Le renforcement des partenariats institutionnels africains s’impose une nouvelle fois au cœur des priorités à Rabat. La première présidente de la Cour des comptes, Zineb El Adaoui, a reçu une délégation de haut niveau du Royaume d’Eswatini, conduite par la princesse Sibahle Dlamini, dans le cadre d’un échange stratégique axé sur la gouvernance financière et le contrôle des deniers publics.
Au centre des discussions : le partage d’expertises et l’approfondissement de la coopération dans le domaine de l’audit public. La délégation comprenait notamment l’auditeur général Timothy Matsebula, ainsi que plusieurs responsables issus des institutions clés du pays, dont le Parlement, la fonction publique et le ministère des Finances.

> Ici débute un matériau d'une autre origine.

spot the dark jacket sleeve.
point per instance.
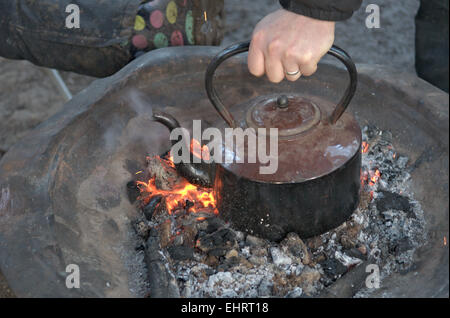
(329, 10)
(36, 31)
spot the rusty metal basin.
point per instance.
(62, 188)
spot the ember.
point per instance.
(202, 256)
(182, 195)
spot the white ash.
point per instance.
(253, 267)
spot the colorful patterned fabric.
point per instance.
(163, 23)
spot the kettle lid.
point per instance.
(290, 114)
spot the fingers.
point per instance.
(256, 61)
(291, 66)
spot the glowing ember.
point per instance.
(183, 195)
(199, 151)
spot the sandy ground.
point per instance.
(28, 96)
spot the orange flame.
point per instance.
(202, 199)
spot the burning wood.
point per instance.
(210, 259)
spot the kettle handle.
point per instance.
(243, 47)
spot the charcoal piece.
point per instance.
(400, 246)
(142, 229)
(189, 204)
(214, 224)
(165, 176)
(181, 253)
(348, 285)
(223, 238)
(394, 201)
(132, 191)
(149, 209)
(356, 253)
(189, 235)
(218, 252)
(161, 280)
(333, 268)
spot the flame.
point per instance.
(201, 199)
(198, 150)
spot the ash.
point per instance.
(208, 258)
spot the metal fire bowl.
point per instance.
(63, 199)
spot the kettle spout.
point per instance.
(200, 174)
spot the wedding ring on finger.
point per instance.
(293, 73)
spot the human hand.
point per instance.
(285, 42)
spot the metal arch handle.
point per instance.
(241, 47)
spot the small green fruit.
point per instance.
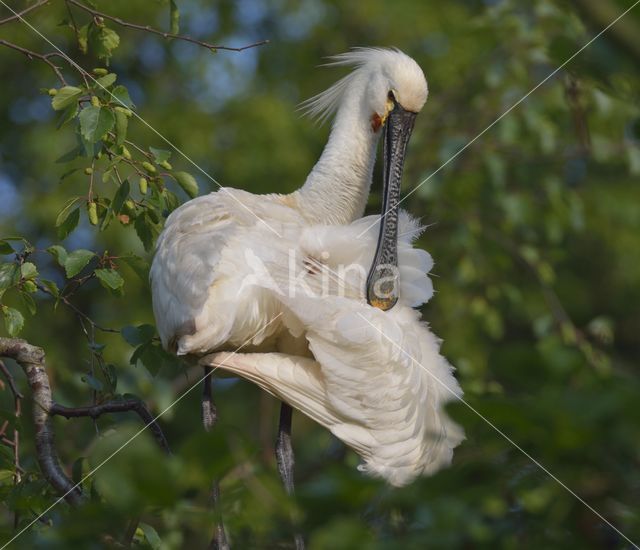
(92, 211)
(149, 167)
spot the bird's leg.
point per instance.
(209, 413)
(284, 457)
(209, 417)
(219, 540)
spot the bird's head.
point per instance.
(394, 81)
(383, 79)
(387, 90)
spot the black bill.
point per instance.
(383, 279)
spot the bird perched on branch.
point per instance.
(320, 299)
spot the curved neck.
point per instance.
(337, 188)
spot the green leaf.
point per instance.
(67, 174)
(121, 96)
(187, 182)
(28, 270)
(95, 122)
(69, 224)
(160, 155)
(122, 194)
(64, 213)
(9, 276)
(106, 80)
(138, 265)
(51, 287)
(66, 96)
(68, 114)
(13, 320)
(70, 155)
(174, 17)
(6, 248)
(136, 336)
(59, 253)
(29, 302)
(102, 41)
(146, 231)
(110, 278)
(76, 261)
(110, 375)
(83, 38)
(122, 123)
(92, 381)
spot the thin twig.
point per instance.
(126, 405)
(34, 55)
(32, 361)
(23, 12)
(78, 312)
(11, 381)
(147, 28)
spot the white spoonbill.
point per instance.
(347, 350)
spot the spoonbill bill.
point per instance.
(321, 299)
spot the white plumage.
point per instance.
(230, 263)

À l’issue de la rencontre, la princesse Sibahle Dlamini a exprimé la volonté de son pays de s’inspirer du modèle marocain, reconnu pour sa maturité institutionnelle. L’objectif affiché est clair : moderniser les mécanismes de contrôle en Eswatini, renforcer le cadre juridique et restaurer la confiance des citoyens dans les institutions publiques.

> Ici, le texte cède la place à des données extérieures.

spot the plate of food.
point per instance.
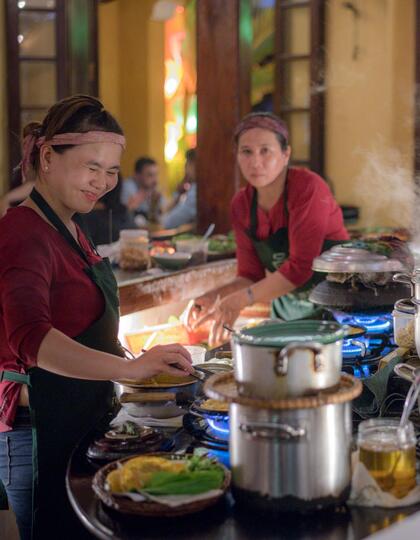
(210, 407)
(161, 485)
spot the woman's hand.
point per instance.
(199, 309)
(223, 313)
(172, 359)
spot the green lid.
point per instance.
(279, 334)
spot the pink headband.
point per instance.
(263, 122)
(30, 141)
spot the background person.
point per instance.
(140, 193)
(183, 208)
(283, 219)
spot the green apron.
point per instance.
(272, 252)
(64, 409)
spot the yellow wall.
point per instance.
(3, 105)
(131, 76)
(369, 108)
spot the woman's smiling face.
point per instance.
(81, 175)
(260, 157)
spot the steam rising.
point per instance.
(390, 187)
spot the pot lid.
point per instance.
(406, 306)
(348, 259)
(279, 334)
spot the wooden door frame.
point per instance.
(316, 59)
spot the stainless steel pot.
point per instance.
(290, 459)
(281, 360)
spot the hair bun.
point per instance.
(32, 128)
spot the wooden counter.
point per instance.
(140, 290)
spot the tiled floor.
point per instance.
(8, 529)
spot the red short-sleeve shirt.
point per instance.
(42, 286)
(314, 216)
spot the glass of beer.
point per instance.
(388, 452)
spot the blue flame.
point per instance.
(375, 323)
(220, 426)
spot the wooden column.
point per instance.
(224, 36)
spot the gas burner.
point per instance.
(361, 368)
(211, 432)
(374, 323)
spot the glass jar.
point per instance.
(389, 454)
(404, 316)
(134, 249)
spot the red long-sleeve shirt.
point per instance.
(42, 286)
(314, 216)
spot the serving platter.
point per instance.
(152, 508)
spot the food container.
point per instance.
(291, 454)
(388, 451)
(196, 247)
(172, 261)
(198, 354)
(404, 317)
(134, 249)
(286, 359)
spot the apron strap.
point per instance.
(58, 224)
(14, 376)
(254, 210)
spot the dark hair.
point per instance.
(191, 154)
(283, 141)
(143, 162)
(74, 114)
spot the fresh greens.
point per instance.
(221, 243)
(184, 482)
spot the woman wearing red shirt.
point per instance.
(59, 315)
(282, 219)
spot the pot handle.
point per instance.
(272, 431)
(282, 357)
(404, 278)
(405, 370)
(359, 344)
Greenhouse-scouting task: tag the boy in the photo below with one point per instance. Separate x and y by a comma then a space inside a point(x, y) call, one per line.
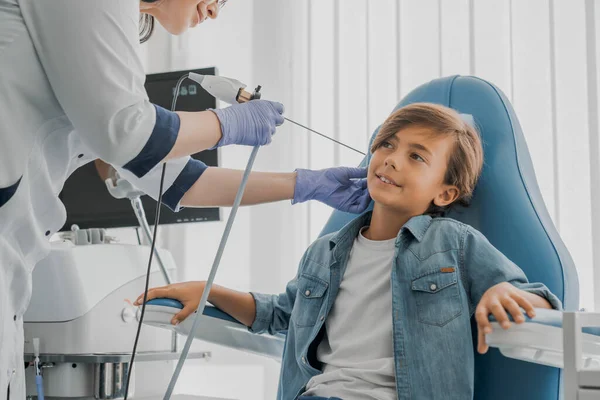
point(381, 309)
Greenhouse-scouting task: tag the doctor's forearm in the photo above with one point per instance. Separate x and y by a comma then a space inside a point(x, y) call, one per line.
point(198, 131)
point(217, 187)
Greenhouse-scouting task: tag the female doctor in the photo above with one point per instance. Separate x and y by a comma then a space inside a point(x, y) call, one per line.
point(71, 91)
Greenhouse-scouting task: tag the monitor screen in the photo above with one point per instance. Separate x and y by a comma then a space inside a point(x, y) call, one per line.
point(88, 203)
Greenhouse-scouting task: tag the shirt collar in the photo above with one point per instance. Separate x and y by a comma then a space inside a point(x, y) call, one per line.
point(417, 226)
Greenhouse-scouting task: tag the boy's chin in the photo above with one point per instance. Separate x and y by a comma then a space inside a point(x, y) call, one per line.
point(384, 201)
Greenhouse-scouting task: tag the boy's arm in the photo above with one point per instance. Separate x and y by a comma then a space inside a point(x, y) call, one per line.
point(497, 286)
point(237, 304)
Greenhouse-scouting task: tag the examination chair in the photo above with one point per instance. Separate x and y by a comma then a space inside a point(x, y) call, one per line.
point(507, 208)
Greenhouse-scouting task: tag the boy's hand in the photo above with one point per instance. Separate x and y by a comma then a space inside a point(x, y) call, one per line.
point(188, 293)
point(497, 300)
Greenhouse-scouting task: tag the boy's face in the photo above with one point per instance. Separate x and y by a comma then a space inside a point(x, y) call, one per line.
point(407, 172)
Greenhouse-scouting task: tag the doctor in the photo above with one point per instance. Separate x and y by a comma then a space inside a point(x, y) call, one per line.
point(71, 91)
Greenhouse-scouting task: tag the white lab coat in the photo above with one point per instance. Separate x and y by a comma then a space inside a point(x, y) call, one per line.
point(71, 90)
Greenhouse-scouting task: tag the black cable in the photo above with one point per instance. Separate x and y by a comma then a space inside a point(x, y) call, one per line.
point(137, 335)
point(146, 287)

De son côté, Zineb El Adaoui a souligné la portée stratégique de cette visite, inscrite dans une dynamique de coopération africaine active, notamment à travers les instances continentales telles que l’AFROSAI et les organes d’audit de l’Union africaine. Elle a rappelé que les institutions de contrôle ne se limitent pas à une mission technique, mais jouent un rôle structurant dans la consolidation d’États stables, transparents et orientés vers le développement durable.

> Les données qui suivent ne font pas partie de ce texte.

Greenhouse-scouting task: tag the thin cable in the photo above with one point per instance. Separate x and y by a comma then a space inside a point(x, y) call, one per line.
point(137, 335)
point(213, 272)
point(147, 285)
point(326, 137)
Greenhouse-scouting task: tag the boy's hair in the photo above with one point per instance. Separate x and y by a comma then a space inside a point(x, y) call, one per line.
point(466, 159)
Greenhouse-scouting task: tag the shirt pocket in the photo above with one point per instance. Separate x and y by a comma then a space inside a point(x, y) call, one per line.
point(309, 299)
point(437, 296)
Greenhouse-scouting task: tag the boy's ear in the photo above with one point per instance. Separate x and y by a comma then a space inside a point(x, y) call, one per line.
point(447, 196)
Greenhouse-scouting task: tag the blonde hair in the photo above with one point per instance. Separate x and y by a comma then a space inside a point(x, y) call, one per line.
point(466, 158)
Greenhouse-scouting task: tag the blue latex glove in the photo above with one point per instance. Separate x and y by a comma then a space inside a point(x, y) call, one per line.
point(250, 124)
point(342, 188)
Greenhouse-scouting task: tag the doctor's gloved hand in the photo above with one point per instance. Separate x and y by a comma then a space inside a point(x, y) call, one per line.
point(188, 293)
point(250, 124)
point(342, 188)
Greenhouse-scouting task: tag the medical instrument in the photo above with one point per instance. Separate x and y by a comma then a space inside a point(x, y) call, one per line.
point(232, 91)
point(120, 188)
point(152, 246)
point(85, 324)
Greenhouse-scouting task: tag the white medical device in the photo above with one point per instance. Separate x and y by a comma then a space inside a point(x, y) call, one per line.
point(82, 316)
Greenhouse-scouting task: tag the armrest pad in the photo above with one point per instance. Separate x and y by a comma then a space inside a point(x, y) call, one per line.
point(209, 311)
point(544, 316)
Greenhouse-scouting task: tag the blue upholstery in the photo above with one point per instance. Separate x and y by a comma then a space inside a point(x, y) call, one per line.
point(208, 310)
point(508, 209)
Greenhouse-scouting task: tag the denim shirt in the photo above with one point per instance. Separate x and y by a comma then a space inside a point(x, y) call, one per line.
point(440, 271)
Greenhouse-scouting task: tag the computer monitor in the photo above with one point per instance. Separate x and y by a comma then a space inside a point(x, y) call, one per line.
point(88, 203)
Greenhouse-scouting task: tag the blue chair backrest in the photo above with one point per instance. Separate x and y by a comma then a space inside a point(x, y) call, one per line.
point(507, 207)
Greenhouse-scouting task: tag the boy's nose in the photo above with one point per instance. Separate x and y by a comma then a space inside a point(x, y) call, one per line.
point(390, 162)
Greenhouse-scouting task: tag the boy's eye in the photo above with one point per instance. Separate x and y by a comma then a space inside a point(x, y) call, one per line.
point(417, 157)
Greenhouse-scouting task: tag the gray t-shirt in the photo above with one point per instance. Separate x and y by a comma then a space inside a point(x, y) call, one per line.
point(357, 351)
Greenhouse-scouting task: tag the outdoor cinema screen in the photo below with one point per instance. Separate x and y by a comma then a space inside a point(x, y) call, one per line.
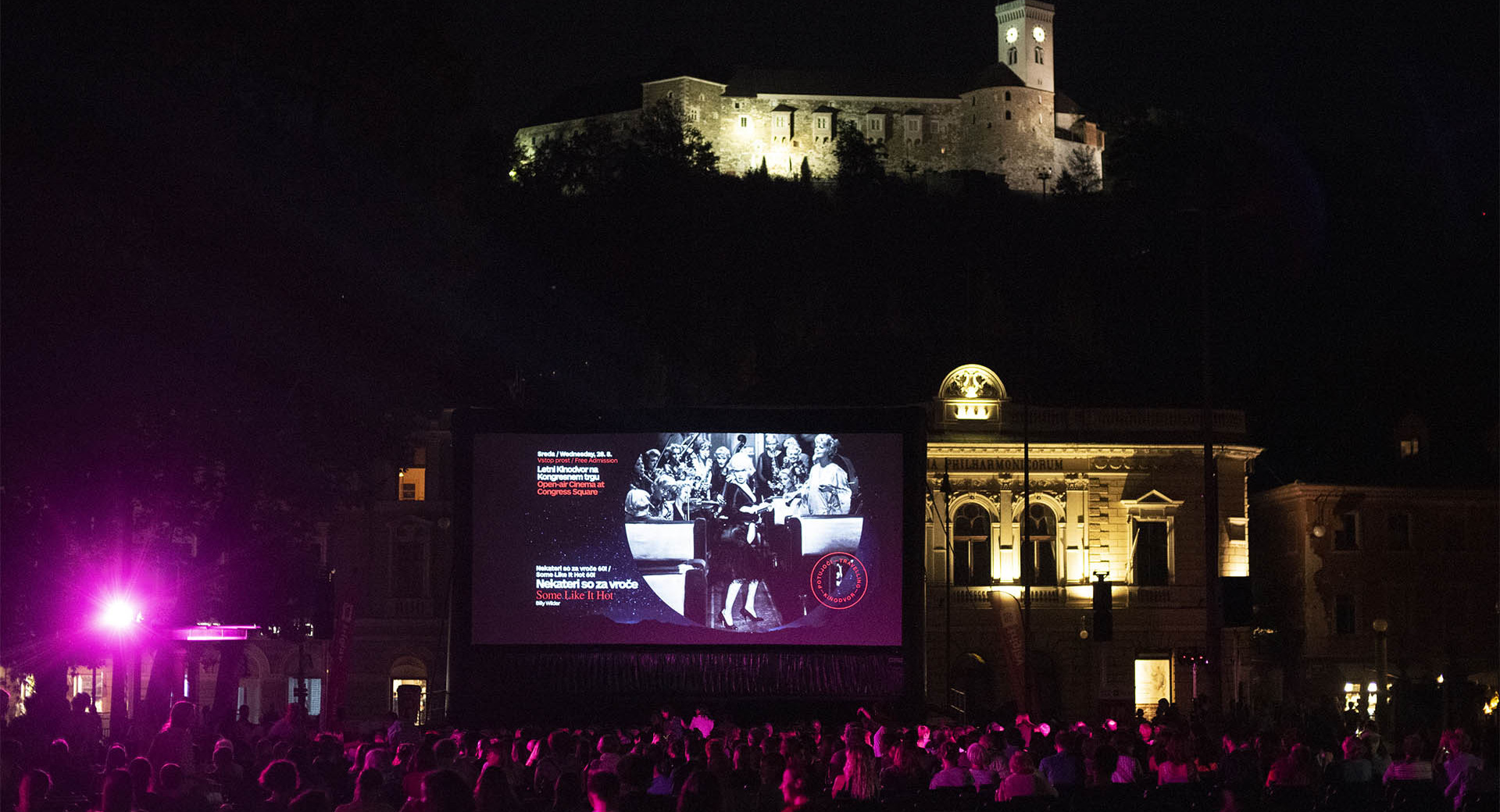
point(735, 532)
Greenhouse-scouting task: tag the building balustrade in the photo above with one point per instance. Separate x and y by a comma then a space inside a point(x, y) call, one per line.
point(409, 607)
point(1074, 597)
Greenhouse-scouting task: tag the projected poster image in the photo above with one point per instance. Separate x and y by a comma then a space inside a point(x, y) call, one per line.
point(689, 536)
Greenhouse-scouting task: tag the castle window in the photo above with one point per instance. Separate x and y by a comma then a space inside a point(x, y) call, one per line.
point(1398, 532)
point(1040, 547)
point(1348, 534)
point(971, 546)
point(1343, 614)
point(1151, 559)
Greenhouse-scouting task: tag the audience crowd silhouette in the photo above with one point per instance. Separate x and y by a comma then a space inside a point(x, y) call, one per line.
point(663, 763)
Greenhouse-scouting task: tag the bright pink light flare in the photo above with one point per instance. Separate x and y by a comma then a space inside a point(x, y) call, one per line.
point(119, 614)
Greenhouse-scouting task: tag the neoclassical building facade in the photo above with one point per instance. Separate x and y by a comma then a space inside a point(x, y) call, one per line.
point(1005, 120)
point(1061, 498)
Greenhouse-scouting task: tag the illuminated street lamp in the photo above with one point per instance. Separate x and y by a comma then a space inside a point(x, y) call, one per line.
point(120, 614)
point(1382, 655)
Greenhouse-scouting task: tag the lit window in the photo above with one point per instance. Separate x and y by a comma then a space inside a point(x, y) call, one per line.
point(409, 699)
point(1343, 614)
point(314, 694)
point(1348, 534)
point(410, 556)
point(1149, 554)
point(1040, 547)
point(1152, 681)
point(412, 484)
point(971, 546)
point(1398, 531)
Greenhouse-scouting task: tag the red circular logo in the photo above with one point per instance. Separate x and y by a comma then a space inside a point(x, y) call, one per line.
point(839, 580)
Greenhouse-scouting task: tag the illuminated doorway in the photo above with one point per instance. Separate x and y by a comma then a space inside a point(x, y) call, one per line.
point(1152, 682)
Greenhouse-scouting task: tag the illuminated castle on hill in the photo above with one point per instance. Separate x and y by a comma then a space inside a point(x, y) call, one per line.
point(1009, 120)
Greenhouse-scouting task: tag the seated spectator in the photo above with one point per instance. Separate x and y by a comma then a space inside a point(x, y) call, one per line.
point(280, 779)
point(443, 792)
point(905, 774)
point(608, 754)
point(1412, 766)
point(862, 778)
point(701, 793)
point(176, 792)
point(117, 793)
point(795, 790)
point(1102, 767)
point(141, 797)
point(1064, 769)
point(1454, 756)
point(368, 794)
point(1295, 769)
point(1239, 769)
point(312, 800)
point(1023, 781)
point(1355, 767)
point(603, 792)
point(953, 772)
point(1177, 766)
point(35, 785)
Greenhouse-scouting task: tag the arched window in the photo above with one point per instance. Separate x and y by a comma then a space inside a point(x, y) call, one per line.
point(410, 556)
point(1040, 547)
point(409, 689)
point(971, 546)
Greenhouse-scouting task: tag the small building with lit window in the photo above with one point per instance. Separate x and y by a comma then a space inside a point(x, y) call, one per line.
point(1055, 499)
point(1355, 568)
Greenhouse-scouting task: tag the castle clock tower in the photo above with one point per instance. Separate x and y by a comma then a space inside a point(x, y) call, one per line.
point(1025, 29)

Dans un contexte marqué par des défis multiples — crises économiques, mutations numériques, pressions environnementales —, la responsable marocaine a insisté sur la nécessité pour les institutions d’audit d’adapter leurs approches et d’anticiper les transformations à venir. Elle a également mis en avant l’importance du suivi des recommandations et de la coordination avec les différentes parties prenantes pour garantir l’efficacité des politiques publiques.
Le Maroc s’est, à cette occasion, dit prêt à partager son expérience dans plusieurs chantiers structurants, allant de la réforme de la gestion publique à la certification des comptes de l’État, en passant par l’instauration d’une culture de performance et de reddition des comptes.
Pour sa part, Timothy Matsebula a indiqué que cette visite s’inscrit dans une volonté de renforcer le dialogue stratégique entre les deux pays, tout en valorisant le rôle de l’audit comme levier d’amélioration de la gouvernance publique. Il a souligné que l’objectif dépasse le simple contrôle, pour s’inscrire dans une logique d’optimisation des performances institutionnelles et de qualité des services rendus aux citoyens.
Cette rencontre marque ainsi une nouvelle étape dans le rapprochement entre Rabat et Mbabane, illustrant une ambition partagée : faire du contrôle des finances publiques un pilier central de la gouvernance et du développement en Afrique.